Below is some code for plotting the OLS coefficients.

library(arm)
fit1=lm(ahr~aheight+aweight,data=Databatters2)
coefplot(fit1, col.pts="blue",main="OLS Coefficients of avg. hr = avg. height + avg. weight",cex.pts=1.5,varnames=c("Intercept","Avg. Weight","Avg. Height"))

fit2<-lm(arbi~aheight+aweight,data=Databatters2)
coefplot(fit2, col.pts="blue",main="OLS Coefficients of avg. rbi = avg. height + avg. weight",cex.pts=1.5,varnames=c("Intercept","Avg. Weight","Avg. Height"))

fit3<-lm(asalaryadj~aheight+aweight, data=Databatters3)
coefplot(fit3, col.pts="blue",main="OLS Coefficients of avg. salaryadj = avg. height + avg. weight",cex.pts=1.5,varnames=c("Intercept","Avg. Weight","Avg. Height"))

Notice the large variance for the height coefficient. This is expected as there is small variation in the height of players (recall that height does not increase much over time). The first two regressions suggest a direct impact of height and weight on average rbi’s and hr’s.
The salary regression suggests that weight directly affects salary while height inveresly affects salary.
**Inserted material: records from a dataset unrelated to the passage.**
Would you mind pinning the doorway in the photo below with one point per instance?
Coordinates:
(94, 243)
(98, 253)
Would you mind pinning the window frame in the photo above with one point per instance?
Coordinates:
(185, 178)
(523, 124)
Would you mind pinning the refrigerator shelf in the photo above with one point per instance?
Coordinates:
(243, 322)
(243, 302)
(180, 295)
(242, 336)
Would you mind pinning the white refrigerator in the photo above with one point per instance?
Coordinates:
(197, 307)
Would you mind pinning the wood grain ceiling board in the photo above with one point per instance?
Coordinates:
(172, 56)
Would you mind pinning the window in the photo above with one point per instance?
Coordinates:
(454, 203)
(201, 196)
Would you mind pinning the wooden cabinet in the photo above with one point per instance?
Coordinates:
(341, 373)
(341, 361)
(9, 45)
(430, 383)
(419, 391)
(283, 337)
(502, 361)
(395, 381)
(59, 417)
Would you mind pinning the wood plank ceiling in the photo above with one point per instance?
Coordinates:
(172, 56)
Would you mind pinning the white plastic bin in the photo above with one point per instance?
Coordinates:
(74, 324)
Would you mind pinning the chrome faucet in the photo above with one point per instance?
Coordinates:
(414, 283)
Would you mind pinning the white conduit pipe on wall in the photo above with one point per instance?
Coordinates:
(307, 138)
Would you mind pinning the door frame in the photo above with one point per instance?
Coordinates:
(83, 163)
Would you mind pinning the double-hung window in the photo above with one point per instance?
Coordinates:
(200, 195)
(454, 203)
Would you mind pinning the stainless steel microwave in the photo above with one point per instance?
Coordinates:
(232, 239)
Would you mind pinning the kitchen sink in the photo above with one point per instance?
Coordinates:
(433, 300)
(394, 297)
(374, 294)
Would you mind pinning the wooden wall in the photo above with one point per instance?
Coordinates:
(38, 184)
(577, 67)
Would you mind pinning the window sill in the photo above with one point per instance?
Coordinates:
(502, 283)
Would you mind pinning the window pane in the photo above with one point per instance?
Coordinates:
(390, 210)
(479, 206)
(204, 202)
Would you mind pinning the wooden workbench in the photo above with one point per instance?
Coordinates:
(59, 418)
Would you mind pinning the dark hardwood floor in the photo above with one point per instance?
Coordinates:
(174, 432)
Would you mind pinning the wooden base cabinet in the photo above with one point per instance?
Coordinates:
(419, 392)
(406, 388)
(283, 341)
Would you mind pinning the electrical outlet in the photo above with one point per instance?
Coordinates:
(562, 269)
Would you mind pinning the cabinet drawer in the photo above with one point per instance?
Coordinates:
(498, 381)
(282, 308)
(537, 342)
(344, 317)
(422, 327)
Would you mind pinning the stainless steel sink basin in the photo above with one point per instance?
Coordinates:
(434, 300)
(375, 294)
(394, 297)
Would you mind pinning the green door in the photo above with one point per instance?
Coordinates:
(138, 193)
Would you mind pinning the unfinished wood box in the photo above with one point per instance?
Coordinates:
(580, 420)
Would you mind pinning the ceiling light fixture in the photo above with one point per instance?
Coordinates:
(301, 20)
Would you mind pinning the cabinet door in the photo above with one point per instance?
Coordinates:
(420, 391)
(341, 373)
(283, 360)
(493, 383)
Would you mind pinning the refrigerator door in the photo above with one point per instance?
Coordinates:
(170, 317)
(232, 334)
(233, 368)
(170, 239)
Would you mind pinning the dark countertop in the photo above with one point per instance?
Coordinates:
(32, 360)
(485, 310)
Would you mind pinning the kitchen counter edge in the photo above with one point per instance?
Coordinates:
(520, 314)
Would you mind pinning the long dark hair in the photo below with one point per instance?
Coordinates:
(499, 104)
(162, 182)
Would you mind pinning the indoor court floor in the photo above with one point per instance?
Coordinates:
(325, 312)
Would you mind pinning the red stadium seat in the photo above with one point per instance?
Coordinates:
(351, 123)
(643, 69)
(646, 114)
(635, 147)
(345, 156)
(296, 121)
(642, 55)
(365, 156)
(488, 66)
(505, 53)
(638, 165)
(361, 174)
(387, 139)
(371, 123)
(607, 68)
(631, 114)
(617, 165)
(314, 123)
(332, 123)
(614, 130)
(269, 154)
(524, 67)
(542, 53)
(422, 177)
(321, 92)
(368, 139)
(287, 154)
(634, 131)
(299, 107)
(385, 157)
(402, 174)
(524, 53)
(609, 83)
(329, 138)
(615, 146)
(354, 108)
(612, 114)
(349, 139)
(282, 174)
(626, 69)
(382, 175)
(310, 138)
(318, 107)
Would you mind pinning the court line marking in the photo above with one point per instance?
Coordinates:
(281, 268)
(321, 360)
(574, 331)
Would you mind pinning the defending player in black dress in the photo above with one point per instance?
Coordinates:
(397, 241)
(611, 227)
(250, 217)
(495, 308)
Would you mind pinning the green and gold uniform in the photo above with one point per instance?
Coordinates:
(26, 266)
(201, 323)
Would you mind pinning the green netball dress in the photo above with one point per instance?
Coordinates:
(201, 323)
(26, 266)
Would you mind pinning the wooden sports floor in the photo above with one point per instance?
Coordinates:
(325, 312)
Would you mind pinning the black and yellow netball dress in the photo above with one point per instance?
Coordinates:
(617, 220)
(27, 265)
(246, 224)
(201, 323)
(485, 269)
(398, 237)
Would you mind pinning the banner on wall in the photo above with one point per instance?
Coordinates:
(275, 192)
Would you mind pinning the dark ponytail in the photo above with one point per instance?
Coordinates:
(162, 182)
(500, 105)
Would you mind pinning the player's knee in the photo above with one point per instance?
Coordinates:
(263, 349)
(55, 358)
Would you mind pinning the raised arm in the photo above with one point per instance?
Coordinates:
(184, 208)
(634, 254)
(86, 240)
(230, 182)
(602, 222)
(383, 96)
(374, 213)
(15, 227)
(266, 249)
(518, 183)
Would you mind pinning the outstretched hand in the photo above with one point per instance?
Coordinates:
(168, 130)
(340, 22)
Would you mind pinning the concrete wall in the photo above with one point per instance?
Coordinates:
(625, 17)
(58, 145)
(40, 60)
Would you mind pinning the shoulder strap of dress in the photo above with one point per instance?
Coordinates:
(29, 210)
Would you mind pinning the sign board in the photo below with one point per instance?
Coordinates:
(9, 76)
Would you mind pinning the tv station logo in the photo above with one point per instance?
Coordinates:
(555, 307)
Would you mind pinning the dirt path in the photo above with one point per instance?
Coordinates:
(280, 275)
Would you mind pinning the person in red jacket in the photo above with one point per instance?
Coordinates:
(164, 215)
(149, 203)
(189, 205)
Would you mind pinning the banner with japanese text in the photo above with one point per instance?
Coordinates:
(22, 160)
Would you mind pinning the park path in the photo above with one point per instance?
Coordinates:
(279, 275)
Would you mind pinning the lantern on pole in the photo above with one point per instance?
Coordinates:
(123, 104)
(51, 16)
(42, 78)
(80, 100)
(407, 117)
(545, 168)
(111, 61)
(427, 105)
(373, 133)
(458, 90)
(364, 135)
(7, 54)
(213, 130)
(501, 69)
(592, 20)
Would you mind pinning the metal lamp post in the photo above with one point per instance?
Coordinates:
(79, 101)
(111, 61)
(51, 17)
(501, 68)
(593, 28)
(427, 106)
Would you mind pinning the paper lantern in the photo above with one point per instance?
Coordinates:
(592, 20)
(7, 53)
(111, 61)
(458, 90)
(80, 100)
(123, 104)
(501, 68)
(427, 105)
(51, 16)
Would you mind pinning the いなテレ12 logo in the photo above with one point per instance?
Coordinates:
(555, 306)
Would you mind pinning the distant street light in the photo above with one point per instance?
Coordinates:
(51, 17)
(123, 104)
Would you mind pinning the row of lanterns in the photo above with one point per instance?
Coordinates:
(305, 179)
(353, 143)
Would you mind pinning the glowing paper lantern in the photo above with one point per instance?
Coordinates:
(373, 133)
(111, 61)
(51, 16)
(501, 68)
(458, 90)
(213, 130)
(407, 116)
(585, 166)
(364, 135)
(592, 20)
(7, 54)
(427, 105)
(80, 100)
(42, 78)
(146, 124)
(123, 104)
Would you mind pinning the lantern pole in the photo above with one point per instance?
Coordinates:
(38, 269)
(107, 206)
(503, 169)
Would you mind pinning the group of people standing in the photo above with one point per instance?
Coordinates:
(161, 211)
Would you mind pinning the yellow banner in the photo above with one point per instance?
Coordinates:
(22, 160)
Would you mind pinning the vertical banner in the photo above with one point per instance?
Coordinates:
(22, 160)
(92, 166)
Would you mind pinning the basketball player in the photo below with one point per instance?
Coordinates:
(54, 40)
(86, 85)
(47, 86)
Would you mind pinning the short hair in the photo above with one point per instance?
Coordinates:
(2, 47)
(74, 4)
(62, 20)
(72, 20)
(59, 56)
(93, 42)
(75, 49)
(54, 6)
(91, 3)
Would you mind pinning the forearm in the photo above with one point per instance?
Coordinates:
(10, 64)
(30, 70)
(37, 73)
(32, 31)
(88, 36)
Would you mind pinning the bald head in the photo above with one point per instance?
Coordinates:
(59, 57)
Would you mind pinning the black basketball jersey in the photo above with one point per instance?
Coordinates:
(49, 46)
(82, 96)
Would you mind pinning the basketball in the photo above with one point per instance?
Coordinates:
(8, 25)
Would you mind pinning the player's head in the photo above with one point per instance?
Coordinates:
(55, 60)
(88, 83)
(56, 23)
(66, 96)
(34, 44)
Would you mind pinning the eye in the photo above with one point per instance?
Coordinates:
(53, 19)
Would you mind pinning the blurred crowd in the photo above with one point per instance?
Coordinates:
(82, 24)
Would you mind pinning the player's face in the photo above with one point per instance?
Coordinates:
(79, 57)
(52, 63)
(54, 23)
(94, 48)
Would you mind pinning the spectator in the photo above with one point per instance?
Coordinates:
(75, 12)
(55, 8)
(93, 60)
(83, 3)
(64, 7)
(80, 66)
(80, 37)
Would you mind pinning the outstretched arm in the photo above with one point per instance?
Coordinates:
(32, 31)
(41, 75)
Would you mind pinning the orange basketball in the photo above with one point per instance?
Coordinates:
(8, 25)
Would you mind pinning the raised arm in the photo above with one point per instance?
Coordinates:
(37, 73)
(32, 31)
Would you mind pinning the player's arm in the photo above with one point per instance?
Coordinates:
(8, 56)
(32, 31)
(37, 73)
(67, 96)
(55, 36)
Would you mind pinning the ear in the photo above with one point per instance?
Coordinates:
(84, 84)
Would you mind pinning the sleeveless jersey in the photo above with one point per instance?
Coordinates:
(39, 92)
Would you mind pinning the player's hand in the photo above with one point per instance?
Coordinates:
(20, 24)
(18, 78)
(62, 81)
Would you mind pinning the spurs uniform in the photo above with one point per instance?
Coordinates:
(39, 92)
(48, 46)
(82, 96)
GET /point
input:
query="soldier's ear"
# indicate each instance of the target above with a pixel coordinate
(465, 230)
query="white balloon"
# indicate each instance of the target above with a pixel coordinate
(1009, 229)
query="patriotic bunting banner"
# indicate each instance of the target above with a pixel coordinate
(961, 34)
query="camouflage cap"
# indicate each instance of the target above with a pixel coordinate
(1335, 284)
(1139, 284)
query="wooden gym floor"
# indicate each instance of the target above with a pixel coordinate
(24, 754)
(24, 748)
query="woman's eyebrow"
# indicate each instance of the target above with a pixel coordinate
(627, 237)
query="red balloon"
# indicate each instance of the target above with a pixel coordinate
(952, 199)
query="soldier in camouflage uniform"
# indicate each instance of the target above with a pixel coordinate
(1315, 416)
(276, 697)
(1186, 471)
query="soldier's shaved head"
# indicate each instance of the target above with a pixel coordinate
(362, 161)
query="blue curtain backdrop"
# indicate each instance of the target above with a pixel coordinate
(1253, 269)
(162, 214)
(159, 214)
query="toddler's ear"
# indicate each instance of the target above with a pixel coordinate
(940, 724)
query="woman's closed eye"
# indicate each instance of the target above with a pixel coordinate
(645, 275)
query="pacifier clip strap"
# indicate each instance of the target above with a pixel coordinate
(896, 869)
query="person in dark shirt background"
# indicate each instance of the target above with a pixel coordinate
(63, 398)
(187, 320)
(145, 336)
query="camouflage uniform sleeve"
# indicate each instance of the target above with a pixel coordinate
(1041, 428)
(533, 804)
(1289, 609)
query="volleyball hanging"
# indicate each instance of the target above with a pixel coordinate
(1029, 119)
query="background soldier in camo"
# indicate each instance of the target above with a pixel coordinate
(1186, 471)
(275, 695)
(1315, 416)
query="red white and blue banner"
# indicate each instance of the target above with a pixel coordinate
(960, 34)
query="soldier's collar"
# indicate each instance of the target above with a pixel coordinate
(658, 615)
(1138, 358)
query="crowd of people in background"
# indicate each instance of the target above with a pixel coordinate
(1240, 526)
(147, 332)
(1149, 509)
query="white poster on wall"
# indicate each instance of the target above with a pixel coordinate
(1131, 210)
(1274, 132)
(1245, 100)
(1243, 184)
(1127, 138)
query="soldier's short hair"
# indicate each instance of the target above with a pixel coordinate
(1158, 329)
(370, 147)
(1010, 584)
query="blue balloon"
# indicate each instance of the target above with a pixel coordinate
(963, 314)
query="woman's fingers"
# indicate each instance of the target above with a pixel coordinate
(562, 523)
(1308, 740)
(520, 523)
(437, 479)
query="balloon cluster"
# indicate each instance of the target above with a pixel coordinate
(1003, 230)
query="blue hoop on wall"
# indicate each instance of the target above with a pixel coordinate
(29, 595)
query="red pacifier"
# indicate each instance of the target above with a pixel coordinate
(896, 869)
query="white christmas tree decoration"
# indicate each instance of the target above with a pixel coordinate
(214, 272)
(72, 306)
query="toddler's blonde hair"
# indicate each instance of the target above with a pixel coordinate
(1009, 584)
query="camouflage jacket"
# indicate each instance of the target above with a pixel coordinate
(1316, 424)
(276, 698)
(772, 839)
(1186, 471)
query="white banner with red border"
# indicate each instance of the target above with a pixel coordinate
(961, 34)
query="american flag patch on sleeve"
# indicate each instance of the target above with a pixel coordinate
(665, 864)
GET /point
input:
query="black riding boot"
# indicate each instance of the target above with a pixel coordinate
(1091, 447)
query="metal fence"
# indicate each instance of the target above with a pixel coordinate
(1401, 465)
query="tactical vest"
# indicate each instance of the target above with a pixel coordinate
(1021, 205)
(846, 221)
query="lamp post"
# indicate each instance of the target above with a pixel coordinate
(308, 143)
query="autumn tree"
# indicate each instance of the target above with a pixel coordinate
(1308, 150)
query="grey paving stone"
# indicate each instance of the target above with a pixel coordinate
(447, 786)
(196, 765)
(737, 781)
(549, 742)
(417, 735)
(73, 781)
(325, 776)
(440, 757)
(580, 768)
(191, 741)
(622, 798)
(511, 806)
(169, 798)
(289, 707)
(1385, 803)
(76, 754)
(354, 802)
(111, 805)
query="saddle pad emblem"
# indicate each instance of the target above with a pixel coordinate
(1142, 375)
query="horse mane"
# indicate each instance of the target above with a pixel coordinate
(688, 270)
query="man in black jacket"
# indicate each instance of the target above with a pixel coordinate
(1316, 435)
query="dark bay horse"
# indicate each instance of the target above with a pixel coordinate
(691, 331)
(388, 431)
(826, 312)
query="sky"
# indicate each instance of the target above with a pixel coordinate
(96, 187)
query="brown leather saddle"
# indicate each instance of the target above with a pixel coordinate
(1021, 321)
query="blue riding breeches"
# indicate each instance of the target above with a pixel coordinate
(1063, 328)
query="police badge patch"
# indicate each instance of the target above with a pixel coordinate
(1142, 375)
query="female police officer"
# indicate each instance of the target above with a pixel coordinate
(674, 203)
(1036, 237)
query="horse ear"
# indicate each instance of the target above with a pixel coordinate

*Note: I understand that OLS assumptions (linearity, homoscedasticity, variable omission, etc.) might be violated and coefficient estimates might biased. This is still work in progress…

Preliminary Conclusions

  1. Heavier players hit more rbi’s and hr’s than lighter players.
  2. Taller players hit more rbi’s and hr’s than shorter players.
  3. Weight increases salary while height decreases salary.